Ve mart yerini güzel bir bahar havasına bırakırken, canım tarhana arkadaşım (Taraklı gezisinde içtiğimiz o güzelim tarhanadan sonra verdik bu ismi birbirimize) İlhan ağabeyimin dernekte perşembe günü bahsettiği gezi için Geyve‘nin Akıncı Köyü‘ne yola çıktık. SAGÜSAD ve UDOS üyelerinin oluşturduğu gezi epey kalabalıktı.
ULTİMA Doğa Sporları ve Araştırma Derneği UDOS‘un katkılarıyla düzenlenen günübirlik bu gezi; keşfetmek, ilimiz Sakarya’nın güzelliklerini öğrenmek ve birazcık da olsa o güzelliklere sahip olabilmek adına son derece keyif vericiydi.
Kılavuzumuz, Akıncı Köyü Vadilerini, Şelalelerini Yaşatma ve Koruma Derneği Başkanı Sayın Kâmuran Tan ağabeyimiz, dokuz katlı Beşiktaş Şelalesi‘nin ve vadilerin büyük bir tehlike altında olduğunu söylediğinde ise sanırım daha çok tepkili olmalıyız diye düşünüyorum.
Taş ocağının doğaya verdiği tehlikenin haddi hesabı yok. Şayet böyle devam ederse ne gezip göreceğimiz bir Geyve boğazı, ne yamaçları çıkarken karşılaştığımız o güzelim doğa harikaları, çeşit çeşit bitkiler, kuş sesleri olacak ne de saymakla bitiremediğimiz şelalelerin tadına varacağız.
Bazı güzellikler yanıbaşımızda ancak bunu fark edemiyoruz ne yazık ki. Geyve de öyle… Yeşilin içinde kaybolup gidiyorsunuz bir anda. Çıktığınız bayırlar, geçtiğiniz köprüler sizi alıp götürüyor. Dinlenme saati yaklaştığında imecenin, alçak gönüllülüğün, misafirperverliğin, ikramın, güler yüzlülüğün tadına doyamıyorsunuz. İşte öyle bir yer… Anlatılmaz, yaşanır derler ya… Gidip görmeniz gerek.
Çok uzak ülkelere, Akdeniz’e ya da Ege’ye tatil planları yapacağınıza ben derim ki: “Sakarya’da, Geyve’de bir Akıncı Köyü var.

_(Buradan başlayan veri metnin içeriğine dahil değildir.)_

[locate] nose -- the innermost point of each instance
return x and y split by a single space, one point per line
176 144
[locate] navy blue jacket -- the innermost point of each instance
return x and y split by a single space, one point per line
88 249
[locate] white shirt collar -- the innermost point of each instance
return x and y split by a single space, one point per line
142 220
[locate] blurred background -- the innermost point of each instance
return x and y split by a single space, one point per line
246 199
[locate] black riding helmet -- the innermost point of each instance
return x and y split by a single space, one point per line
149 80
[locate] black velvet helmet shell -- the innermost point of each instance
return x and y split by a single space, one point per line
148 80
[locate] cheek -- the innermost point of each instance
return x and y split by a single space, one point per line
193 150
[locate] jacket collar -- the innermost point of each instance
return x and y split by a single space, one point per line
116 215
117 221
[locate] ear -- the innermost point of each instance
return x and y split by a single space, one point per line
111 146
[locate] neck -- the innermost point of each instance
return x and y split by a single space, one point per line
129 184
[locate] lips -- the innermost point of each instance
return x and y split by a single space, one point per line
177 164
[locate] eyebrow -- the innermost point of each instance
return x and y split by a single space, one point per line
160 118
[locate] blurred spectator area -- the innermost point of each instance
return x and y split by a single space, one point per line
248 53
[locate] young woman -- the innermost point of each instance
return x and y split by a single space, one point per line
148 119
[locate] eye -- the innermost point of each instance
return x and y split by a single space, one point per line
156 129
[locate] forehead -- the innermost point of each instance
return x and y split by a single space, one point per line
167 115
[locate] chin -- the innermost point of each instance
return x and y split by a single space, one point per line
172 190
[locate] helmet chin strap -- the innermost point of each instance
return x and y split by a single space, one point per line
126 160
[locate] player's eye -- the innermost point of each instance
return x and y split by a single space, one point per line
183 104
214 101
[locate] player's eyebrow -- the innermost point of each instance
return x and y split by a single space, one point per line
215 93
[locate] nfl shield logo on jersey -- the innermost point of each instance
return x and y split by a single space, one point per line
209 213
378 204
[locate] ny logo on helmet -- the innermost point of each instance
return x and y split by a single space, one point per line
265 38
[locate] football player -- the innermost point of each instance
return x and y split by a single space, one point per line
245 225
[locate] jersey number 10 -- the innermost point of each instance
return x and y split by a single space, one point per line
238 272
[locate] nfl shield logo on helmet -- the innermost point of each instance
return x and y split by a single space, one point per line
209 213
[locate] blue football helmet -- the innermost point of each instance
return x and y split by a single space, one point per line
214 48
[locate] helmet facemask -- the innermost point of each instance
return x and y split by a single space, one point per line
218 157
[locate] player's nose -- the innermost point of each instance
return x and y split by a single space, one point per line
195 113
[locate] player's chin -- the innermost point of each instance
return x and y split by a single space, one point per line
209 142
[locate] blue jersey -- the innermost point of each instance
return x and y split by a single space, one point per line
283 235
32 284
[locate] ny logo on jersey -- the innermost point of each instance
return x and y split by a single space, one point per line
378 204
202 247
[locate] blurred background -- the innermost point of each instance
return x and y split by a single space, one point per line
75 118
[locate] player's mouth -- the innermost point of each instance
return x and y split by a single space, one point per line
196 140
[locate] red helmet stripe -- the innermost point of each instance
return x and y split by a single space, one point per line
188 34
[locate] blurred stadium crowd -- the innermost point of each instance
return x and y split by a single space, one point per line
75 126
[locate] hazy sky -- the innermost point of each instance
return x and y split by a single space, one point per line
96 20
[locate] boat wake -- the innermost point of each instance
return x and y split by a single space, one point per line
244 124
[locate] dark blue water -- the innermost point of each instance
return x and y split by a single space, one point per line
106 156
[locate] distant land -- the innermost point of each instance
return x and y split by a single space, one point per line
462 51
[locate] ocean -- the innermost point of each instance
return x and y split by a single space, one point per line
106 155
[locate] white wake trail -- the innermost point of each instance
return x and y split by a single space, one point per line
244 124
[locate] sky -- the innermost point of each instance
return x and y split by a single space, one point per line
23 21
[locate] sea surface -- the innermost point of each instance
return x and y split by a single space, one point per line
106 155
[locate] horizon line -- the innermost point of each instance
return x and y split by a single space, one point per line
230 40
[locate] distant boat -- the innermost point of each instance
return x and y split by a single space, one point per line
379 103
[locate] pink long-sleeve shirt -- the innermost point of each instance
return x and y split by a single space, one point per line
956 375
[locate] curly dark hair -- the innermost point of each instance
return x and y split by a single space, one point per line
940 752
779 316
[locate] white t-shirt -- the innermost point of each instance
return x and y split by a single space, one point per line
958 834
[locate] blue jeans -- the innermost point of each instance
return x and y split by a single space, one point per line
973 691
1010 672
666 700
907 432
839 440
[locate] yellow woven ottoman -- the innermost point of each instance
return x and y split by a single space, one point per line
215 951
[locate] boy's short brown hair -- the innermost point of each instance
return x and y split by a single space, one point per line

Gidin ve görün!”
Ölümsüzlük mantarının verdiği o güzel duyguyla… Saymakla bitmeyen şelaleleriyle… Yüce ağaçlarıyla… Dağ menekşeleriyle… Adını bilmediğim onca güzel çiçekleriyle… Kısaca doğanın ihtişamıyla bir gün daha geçti…
Bir pazar günü de Akıncı Köyü’nde böylece bitti.